After 36 years at her Graves County Home, much of what Yarbrough worked hard for on her property is gone.
"It’s broke my heart. I’m heartbroken," Yarbrough said.
She’s finally getting over the shock of the tornado after two weeks, but she says getting it cleaned up feels like a never-ending process.
"I’m exhausted trying to deal with this working, just everything, is just hectic," she said.
Graves County Emergency Management Director Davant Ramage says the county wants to know about damage you have on your property. Ramage asks anyone impacted by the tornado can fill out an application.
"It’s imperative they get them filled out. Without these applications, we’re not going to know who these people are and what their needs are," Ramage said.
Ramage is chairing a committee helping people like Yarbrough get back to life before the tornado. The committee works to split up more than $100,000 in monetary donations for tornado victims.
"Cleanup is going much better than initially expected. Of course, (there’s) a whole lot to be done," Ramage said.
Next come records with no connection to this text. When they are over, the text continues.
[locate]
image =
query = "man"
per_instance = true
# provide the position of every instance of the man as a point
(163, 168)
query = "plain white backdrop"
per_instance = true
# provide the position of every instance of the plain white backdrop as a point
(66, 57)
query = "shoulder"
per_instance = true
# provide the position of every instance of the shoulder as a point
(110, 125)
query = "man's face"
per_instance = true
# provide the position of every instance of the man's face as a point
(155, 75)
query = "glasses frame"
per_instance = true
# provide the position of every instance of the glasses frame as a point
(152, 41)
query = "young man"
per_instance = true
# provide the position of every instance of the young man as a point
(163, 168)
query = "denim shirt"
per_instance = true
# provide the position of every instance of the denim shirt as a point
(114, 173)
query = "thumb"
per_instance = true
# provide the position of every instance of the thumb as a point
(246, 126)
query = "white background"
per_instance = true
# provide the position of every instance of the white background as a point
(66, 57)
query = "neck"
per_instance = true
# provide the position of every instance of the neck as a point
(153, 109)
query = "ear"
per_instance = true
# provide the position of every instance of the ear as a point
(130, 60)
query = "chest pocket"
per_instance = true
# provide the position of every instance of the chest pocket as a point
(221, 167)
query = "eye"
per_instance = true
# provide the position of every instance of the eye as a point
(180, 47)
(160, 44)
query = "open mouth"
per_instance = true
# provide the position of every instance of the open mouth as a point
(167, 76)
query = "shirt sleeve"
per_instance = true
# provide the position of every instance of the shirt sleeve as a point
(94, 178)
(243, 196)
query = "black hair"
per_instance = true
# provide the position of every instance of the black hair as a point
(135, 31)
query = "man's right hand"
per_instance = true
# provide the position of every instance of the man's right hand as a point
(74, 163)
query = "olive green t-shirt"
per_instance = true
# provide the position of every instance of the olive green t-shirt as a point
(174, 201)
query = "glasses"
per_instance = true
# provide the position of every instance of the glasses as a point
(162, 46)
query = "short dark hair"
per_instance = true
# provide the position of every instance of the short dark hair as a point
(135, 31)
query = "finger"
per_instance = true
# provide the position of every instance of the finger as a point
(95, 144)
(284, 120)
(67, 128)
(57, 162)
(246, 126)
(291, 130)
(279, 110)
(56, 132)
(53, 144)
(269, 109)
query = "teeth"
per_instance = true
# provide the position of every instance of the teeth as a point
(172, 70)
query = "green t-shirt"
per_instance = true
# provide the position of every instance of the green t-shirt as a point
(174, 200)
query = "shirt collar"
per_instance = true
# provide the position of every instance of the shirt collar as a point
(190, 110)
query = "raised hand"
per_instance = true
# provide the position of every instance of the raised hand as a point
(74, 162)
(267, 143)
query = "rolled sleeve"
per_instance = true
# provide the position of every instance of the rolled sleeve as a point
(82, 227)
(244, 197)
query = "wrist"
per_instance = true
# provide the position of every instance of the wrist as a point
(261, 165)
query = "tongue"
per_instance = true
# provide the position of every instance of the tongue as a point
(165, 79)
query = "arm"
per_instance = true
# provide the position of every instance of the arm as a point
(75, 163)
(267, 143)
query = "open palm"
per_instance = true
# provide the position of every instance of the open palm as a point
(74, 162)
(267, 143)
The past few weeks have been rough for Yarbrough, but she says she’s thankful for everyone who has helped her.
"We’ve lost a lot, but I have a lot to be the thankful for," she said.
The committee used some of the donations to buy mobile homes for two families in Yarbrough’s neighborhood, because they were not covered by insurance.
Anyone with damaged property can pick up applications at the judge executive’s office in the Graves County Courthouse.
The committee meets again Thursday to figure out who still needs assistance.
If you want to make donations, you can take them to His House Ministries in Mayfield. Ramage says you can also go to First Kentucky Bank.